Cottonwood High School offers a large variety of AP classes. According to PrepScholar, “Advanced Placement is a program run by the College Board (the makers of the SAT) that allows you to take courses at your high school, which can earn you college credit and/or qualify you for more advanced classes when you begin college.” AP classes began in the mid 1950’s “as a response to the widening gap between secondary school (high school) and college.” Cottonwood offers AP classes to any student who is interested in taking them.
Mrs. Merkley, Cottonwood High School AP English Language and Composition (AP Lang) teacher, was asked to teach AP Lang for the junior class and accepted. This eventually grew into a love for teaching AP Lang and the students she gets to know through the years. Merkley said this class is one of the most important classes to take in high school because it’s all about reading the world, it’s about “understanding how people persuade, how to make arguments, how to ascertain when people are manipulating you, understanding rhetorical strategies, evaluating evidence. Those are skills that are applicable and transferable no matter what field you want to go into.”
Merkley believes that taking AP Lang is beneficial to students for multiple reasons. One benefit is the opportunity to earn college credit, but Merkley believes that the primary benefit is that “it provides a really active educational experience that even I think is different from an honors class.” She also felt that students shouldn’t be scared of taking any AP class if they haven’t taken one in the past because “being in AP has everything to do with how much you desire to learn and improve, so in that sense it is literally open to everybody.”
Many college students agree, saying AP is very beneficial even if the student doesn’t earn the credit. University of Utah senior, Abbie Dean, said AP World History was helpful in introducing her into the experience of taking an AP class and “AP Literature…helped me prepare my college applications and prepare for the level of writing in my college courses.” As a history major, Dean felt like AP history classes “reflect the amount of work in most college history courses.”
Betty Keomounmany, senior at the University of Utah, agrees that AP classes are challenging and good preparation for college, but said, “They were somewhat helpful for college in that it taught me how to write a good essay in a limited amount of time! It also helps with time management… AP is still definitely easier than college though.” She added, “However, the idea of the AP tests at the end of the year versus a concurrent enrollment class is pretty crappy.”
She expressed frustration with the AP exam requirement to earn credit compared to concurrent enrollment where you earn the credit by taking the class.
Although most said AP classes were beneficial in at least one way, University of Utah student, Mandy Maybe said, “I didn’t learn as much as I thought I could or would in the crammed semester. It was too fast to keep up with.” She advised, “Take the regular education and supplement your education with extra curricular roles.” Maybe felt the AP class she took, AP English, was mostly about learning the information and how to take the test rather than how to write a good paper.

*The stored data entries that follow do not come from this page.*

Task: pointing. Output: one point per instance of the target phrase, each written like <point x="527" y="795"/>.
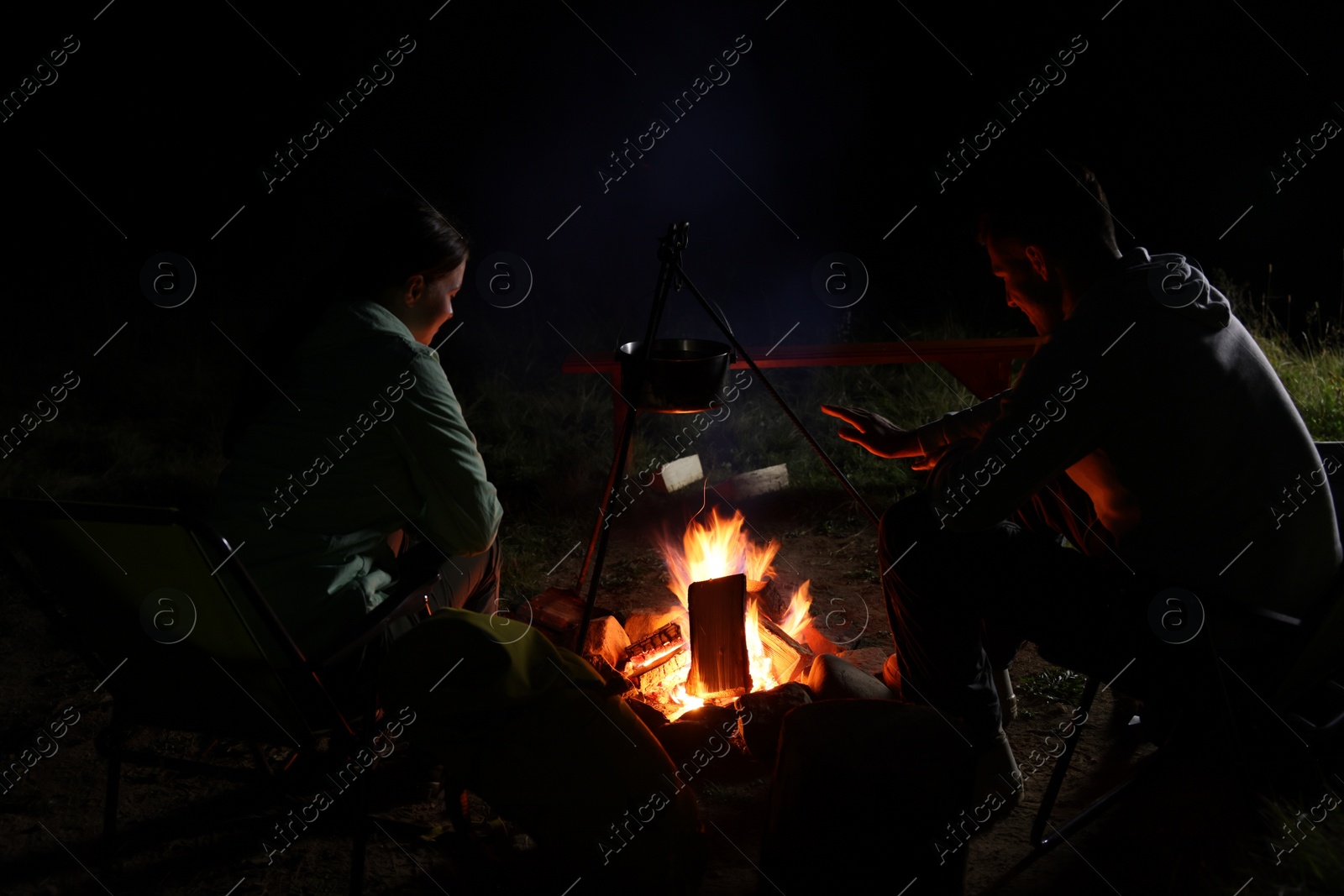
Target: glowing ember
<point x="712" y="551"/>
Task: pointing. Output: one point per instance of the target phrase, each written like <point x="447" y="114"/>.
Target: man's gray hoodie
<point x="1155" y="399"/>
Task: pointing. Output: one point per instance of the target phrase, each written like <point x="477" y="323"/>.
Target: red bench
<point x="983" y="365"/>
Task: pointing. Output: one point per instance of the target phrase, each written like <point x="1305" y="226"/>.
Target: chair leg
<point x="360" y="837"/>
<point x="109" y="804"/>
<point x="111" y="741"/>
<point x="1057" y="779"/>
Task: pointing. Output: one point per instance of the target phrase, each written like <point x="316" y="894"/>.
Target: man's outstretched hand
<point x="874" y="432"/>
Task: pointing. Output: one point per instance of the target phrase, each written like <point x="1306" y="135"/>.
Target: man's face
<point x="433" y="305"/>
<point x="1027" y="289"/>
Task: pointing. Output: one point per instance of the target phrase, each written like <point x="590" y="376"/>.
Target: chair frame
<point x="1303" y="627"/>
<point x="323" y="712"/>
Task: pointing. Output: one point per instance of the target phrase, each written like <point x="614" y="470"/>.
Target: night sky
<point x="823" y="134"/>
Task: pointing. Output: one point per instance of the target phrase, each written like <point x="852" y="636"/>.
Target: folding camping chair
<point x="1310" y="696"/>
<point x="219" y="664"/>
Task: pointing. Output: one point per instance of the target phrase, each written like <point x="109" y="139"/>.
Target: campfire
<point x="743" y="634"/>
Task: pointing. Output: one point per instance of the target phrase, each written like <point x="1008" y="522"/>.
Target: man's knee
<point x="904" y="523"/>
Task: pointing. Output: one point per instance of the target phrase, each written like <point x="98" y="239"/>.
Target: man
<point x="363" y="443"/>
<point x="1148" y="430"/>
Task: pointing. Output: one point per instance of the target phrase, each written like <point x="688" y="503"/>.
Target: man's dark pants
<point x="961" y="604"/>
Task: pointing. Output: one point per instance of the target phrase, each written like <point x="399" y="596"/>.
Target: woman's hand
<point x="875" y="432"/>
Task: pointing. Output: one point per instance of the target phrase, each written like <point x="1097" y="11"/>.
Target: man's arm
<point x="461" y="511"/>
<point x="1045" y="425"/>
<point x="969" y="423"/>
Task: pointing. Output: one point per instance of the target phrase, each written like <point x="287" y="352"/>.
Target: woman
<point x="360" y="443"/>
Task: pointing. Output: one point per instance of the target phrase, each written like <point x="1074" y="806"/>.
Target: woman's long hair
<point x="390" y="241"/>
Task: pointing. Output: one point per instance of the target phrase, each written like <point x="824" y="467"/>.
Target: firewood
<point x="790" y="658"/>
<point x="656" y="674"/>
<point x="719" y="663"/>
<point x="647" y="652"/>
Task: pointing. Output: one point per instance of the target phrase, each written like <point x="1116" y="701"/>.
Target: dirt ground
<point x="198" y="835"/>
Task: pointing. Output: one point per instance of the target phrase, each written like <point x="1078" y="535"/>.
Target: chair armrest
<point x="417" y="575"/>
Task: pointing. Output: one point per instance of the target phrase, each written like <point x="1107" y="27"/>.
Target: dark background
<point x="501" y="114"/>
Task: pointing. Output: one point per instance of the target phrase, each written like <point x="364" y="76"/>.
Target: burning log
<point x="649" y="678"/>
<point x="640" y="622"/>
<point x="790" y="658"/>
<point x="719" y="661"/>
<point x="766" y="711"/>
<point x="647" y="652"/>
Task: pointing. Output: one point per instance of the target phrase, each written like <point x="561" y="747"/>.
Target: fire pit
<point x="737" y="631"/>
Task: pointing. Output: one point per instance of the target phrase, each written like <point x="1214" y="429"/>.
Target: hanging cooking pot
<point x="683" y="375"/>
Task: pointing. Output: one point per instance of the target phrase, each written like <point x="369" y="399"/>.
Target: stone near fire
<point x="655" y="676"/>
<point x="833" y="679"/>
<point x="642" y="622"/>
<point x="616" y="683"/>
<point x="701" y="752"/>
<point x="679" y="473"/>
<point x="746" y="485"/>
<point x="763" y="715"/>
<point x="608" y="640"/>
<point x="869" y="660"/>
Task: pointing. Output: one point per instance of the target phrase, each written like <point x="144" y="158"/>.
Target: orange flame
<point x="716" y="550"/>
<point x="797" y="620"/>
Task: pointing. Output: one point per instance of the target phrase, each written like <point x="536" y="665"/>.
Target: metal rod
<point x="669" y="253"/>
<point x="756" y="369"/>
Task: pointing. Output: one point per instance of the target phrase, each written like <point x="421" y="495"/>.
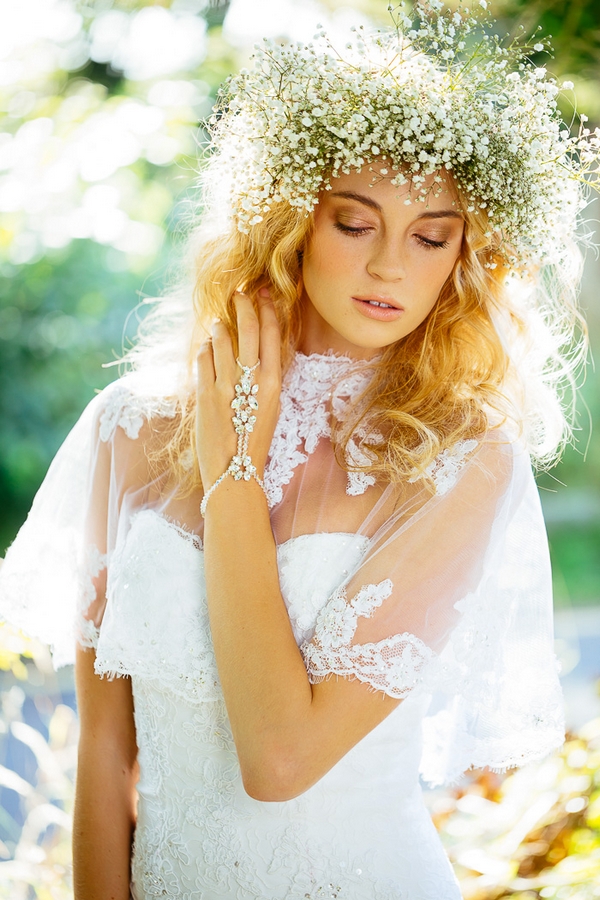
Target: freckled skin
<point x="397" y="252"/>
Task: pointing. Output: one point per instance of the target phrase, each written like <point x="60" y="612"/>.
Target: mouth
<point x="380" y="301"/>
<point x="379" y="307"/>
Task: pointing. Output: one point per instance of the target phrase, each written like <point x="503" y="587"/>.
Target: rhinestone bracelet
<point x="244" y="405"/>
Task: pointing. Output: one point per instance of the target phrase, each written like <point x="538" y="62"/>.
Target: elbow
<point x="275" y="779"/>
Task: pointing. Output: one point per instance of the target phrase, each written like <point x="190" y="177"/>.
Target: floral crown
<point x="432" y="93"/>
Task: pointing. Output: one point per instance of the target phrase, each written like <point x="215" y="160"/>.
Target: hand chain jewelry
<point x="244" y="403"/>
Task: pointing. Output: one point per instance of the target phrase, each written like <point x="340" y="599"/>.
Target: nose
<point x="386" y="262"/>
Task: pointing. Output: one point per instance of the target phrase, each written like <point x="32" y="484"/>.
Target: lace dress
<point x="435" y="592"/>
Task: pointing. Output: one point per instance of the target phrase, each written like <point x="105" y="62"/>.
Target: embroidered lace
<point x="442" y="600"/>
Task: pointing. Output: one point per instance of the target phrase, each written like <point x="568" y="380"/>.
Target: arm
<point x="288" y="733"/>
<point x="105" y="799"/>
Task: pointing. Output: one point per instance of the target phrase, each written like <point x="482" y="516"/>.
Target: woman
<point x="318" y="566"/>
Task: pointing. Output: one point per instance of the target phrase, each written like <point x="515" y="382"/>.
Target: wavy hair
<point x="500" y="347"/>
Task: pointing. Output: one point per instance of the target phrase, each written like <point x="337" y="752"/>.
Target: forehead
<point x="370" y="184"/>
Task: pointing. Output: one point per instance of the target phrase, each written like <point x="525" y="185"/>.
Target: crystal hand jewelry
<point x="244" y="405"/>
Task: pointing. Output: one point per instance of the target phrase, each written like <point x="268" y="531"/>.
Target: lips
<point x="380" y="301"/>
<point x="381" y="308"/>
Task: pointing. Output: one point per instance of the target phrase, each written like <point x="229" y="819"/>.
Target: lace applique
<point x="444" y="469"/>
<point x="87" y="631"/>
<point x="125" y="408"/>
<point x="392" y="665"/>
<point x="315" y="387"/>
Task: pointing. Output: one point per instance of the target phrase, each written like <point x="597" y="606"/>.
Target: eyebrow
<point x="368" y="201"/>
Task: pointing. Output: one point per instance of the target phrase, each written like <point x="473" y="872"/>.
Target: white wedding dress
<point x="435" y="591"/>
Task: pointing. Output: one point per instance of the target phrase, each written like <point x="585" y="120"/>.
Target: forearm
<point x="104" y="821"/>
<point x="262" y="673"/>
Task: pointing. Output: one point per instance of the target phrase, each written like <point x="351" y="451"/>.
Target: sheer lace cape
<point x="445" y="592"/>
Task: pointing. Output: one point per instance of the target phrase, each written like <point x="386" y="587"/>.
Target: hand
<point x="218" y="373"/>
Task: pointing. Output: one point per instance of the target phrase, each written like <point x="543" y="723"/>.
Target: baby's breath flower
<point x="417" y="99"/>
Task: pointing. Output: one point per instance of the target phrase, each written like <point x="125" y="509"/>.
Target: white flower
<point x="304" y="114"/>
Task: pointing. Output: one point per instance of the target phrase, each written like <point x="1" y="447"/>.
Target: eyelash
<point x="356" y="232"/>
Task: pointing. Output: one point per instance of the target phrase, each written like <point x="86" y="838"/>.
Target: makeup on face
<point x="375" y="264"/>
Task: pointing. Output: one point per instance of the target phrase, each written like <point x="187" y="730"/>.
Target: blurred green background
<point x="101" y="104"/>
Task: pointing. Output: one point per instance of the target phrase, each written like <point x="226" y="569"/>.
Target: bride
<point x="301" y="540"/>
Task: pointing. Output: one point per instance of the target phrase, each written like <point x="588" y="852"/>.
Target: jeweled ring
<point x="249" y="368"/>
<point x="244" y="405"/>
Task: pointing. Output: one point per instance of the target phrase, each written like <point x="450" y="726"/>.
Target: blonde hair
<point x="500" y="347"/>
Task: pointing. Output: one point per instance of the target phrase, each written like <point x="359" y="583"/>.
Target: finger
<point x="270" y="338"/>
<point x="224" y="361"/>
<point x="205" y="365"/>
<point x="248" y="330"/>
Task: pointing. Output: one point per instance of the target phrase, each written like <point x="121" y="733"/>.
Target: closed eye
<point x="429" y="244"/>
<point x="348" y="229"/>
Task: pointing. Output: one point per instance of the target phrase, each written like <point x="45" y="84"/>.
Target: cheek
<point x="327" y="259"/>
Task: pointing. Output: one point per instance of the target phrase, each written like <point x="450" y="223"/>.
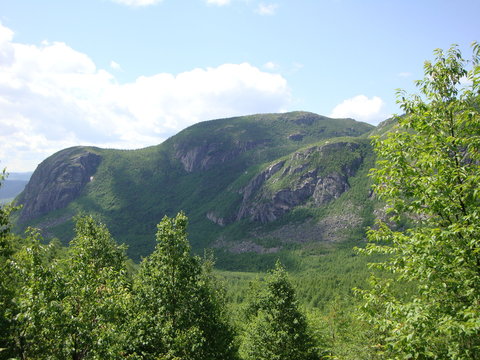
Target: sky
<point x="128" y="74"/>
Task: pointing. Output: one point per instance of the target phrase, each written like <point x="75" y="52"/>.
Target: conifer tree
<point x="276" y="328"/>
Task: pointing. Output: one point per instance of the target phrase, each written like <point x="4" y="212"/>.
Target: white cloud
<point x="266" y="9"/>
<point x="137" y="3"/>
<point x="115" y="66"/>
<point x="361" y="108"/>
<point x="218" y="2"/>
<point x="271" y="66"/>
<point x="52" y="97"/>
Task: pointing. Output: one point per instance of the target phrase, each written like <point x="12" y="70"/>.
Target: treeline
<point x="86" y="303"/>
<point x="83" y="302"/>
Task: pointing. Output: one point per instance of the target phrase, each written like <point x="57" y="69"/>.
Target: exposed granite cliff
<point x="57" y="181"/>
<point x="204" y="156"/>
<point x="305" y="177"/>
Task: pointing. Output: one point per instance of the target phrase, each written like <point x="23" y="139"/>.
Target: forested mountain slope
<point x="251" y="186"/>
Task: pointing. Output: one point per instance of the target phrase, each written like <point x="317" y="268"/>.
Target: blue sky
<point x="131" y="73"/>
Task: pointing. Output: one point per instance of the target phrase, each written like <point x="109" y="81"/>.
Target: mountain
<point x="251" y="186"/>
<point x="13" y="185"/>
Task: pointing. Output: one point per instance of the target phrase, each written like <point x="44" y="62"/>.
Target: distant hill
<point x="13" y="185"/>
<point x="252" y="186"/>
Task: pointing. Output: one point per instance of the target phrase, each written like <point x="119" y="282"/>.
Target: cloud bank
<point x="137" y="3"/>
<point x="53" y="97"/>
<point x="361" y="108"/>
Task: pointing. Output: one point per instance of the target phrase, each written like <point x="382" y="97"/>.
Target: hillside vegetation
<point x="246" y="184"/>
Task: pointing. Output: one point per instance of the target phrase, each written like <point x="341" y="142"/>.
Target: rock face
<point x="304" y="178"/>
<point x="57" y="181"/>
<point x="203" y="157"/>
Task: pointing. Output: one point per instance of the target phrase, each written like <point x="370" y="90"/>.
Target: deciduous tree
<point x="276" y="328"/>
<point x="178" y="313"/>
<point x="428" y="173"/>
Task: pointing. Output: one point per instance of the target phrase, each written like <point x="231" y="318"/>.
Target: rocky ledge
<point x="57" y="181"/>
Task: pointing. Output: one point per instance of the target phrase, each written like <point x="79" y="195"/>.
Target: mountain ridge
<point x="231" y="176"/>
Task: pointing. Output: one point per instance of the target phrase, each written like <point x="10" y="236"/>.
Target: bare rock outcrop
<point x="57" y="181"/>
<point x="305" y="183"/>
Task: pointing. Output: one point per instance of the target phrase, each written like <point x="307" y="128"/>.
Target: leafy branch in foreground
<point x="428" y="172"/>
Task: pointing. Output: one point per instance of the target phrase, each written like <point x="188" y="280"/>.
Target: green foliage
<point x="429" y="174"/>
<point x="276" y="329"/>
<point x="7" y="278"/>
<point x="178" y="310"/>
<point x="131" y="190"/>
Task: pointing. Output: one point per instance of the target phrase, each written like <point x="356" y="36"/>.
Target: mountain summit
<point x="251" y="184"/>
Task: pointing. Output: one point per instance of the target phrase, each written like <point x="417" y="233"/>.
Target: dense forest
<point x="89" y="301"/>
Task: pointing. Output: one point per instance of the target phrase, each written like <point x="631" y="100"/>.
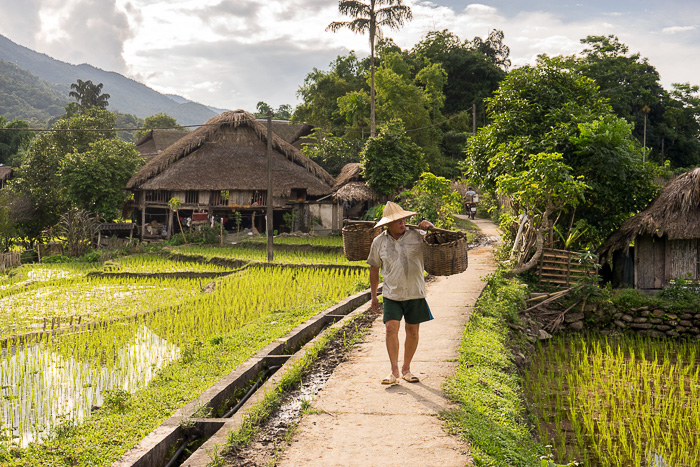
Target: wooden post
<point x="269" y="201"/>
<point x="143" y="213"/>
<point x="170" y="223"/>
<point x="474" y="119"/>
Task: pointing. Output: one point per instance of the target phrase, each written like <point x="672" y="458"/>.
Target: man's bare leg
<point x="392" y="345"/>
<point x="410" y="347"/>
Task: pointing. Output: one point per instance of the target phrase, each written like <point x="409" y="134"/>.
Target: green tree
<point x="355" y="107"/>
<point x="159" y="120"/>
<point x="433" y="198"/>
<point x="322" y="89"/>
<point x="550" y="108"/>
<point x="284" y="112"/>
<point x="94" y="180"/>
<point x="391" y="161"/>
<point x="37" y="177"/>
<point x="331" y="152"/>
<point x="371" y="18"/>
<point x="663" y="122"/>
<point x="88" y="95"/>
<point x="417" y="102"/>
<point x="472" y="73"/>
<point x="13" y="142"/>
<point x="545" y="187"/>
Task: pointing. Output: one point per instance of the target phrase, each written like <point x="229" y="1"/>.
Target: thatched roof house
<point x="221" y="167"/>
<point x="5" y="175"/>
<point x="156" y="141"/>
<point x="666" y="236"/>
<point x="290" y="132"/>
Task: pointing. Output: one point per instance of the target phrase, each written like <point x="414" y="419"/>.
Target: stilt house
<point x="221" y="168"/>
<point x="666" y="239"/>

She said students “should be offered skills classes titled College Prep Courses. It would be more efficient towards a student’s time and future skill enhancement.”
Keomounmany said that high school students should be offered more AP classes, but “concurrent enrollment is better because your college credit is not dependent on just one exam, but rather, how you perform in the entire class, much more like college. Having that credit rely on just one AP exam makes it way more stressful and even discouraged me from taking some AP exams even though I was enrolled in the class.” Dean thought similarly, and said, “AP courses are a valuable asset for any school, and in my opinion, the more the merrier. I think having an array of options would be beneficial, because it gives students more options to explore and find out what makes them passionate.” Another college senior, Alexis Jackson, said, “I think every high school should offer AP classes, hands down. If kids start with those expectations early in their education, they are so much more capable of succeeding in college and will honestly get a strong leg up on all those who didn’t get to take the courses.”
Overall, most people felt that AP classes had more advantages than core classes in high school. Merkley said, some students feel like “oh, only these kinds of kids take it” or “they all know each other.” She emphasized,”it’s not this elitist thing” and the teacher caters the class to the kids in it, so all that is needed is personal drive to improve and a desire to take the class.